So I am guessing it would cost me around the same as changing liner ?


----------



## beenthere (Oct 11, 2008)

Probably.

Might want to find out whats blocking your liner now. Might be easy to remove.


----------



## kenmac (Feb 26, 2009)

I guess he could go out the window & above the roof line Provided horizontal run isn't too long. Or, is he just wanting to terminate the horizontal run out the window ?


----------



## yuri (Nov 29, 2008)

Before you spend a lot of $$ on chimney repairs you may want to get the heat exchanger carefully checked for cracks and popped compression rivets. Very high rate of failure on those. May fail soon. Your brother with the no chimney high efficiency furnace is better off.


----------



## kenmac (Feb 26, 2009)

I Install a 90 % for about the same $ or less than it cost to line a chimney


----------



## praprade (Sep 19, 2010)

Thanks guys. I will just went it out through the window ,hope to survive this winter like that and if I do,quit Canadian dream ,sell house and move back to Cyprus .

Thanks again


----------



## hvaclover (Oct 2, 2008)

Nai---sigarou

If you mean the island of Kypros I don't think so


----------



## praprade (Sep 19, 2010)

So I got on the top of the house . Liner was broken like 2 meters from the top and squirrels nest and insulation was blocking it . I found big vacuum cleaner with long hose ,pulled it on top of the house and cleaned garbage from chimney . Than cleaned whatever fell at the bottom so it's working now. It should be ok for this winter and hopefully before next one comes I will have enough money to rebuild chimney and put new liner .

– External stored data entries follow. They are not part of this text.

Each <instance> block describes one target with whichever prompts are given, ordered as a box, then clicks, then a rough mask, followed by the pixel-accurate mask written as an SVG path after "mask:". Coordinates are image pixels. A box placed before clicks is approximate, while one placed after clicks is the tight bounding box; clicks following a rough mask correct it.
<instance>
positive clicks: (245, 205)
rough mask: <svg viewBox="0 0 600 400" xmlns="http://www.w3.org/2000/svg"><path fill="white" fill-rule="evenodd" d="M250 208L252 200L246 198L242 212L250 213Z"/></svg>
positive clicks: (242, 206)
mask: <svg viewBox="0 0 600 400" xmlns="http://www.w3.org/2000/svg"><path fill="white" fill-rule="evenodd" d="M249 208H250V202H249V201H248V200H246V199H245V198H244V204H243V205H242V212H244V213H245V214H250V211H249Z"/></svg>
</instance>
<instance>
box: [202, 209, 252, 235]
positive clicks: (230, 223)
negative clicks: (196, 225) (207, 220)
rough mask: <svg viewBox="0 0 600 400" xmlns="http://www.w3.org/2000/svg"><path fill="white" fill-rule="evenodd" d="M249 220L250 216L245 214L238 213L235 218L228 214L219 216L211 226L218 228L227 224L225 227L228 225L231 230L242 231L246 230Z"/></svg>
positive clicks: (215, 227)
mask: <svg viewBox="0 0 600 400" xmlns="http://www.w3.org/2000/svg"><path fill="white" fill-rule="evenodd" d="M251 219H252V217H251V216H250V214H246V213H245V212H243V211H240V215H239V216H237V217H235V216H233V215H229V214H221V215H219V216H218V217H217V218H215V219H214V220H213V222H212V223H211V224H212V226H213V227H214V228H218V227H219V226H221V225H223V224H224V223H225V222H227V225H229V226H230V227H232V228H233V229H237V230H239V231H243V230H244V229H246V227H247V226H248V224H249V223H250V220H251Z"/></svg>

Thanks again for all the help .


----------



## yuri (Nov 29, 2008)

Buy yourself 2 good CO Carbon monoxide detectors. Put 1 in the basement and 1 by your bedroom in case the chimney gets blocked again or collapses. Concerned about your safety. People die from that stuff, get brain damage and I know of a collapsed chimney incident where several people are in permanent comas.


----------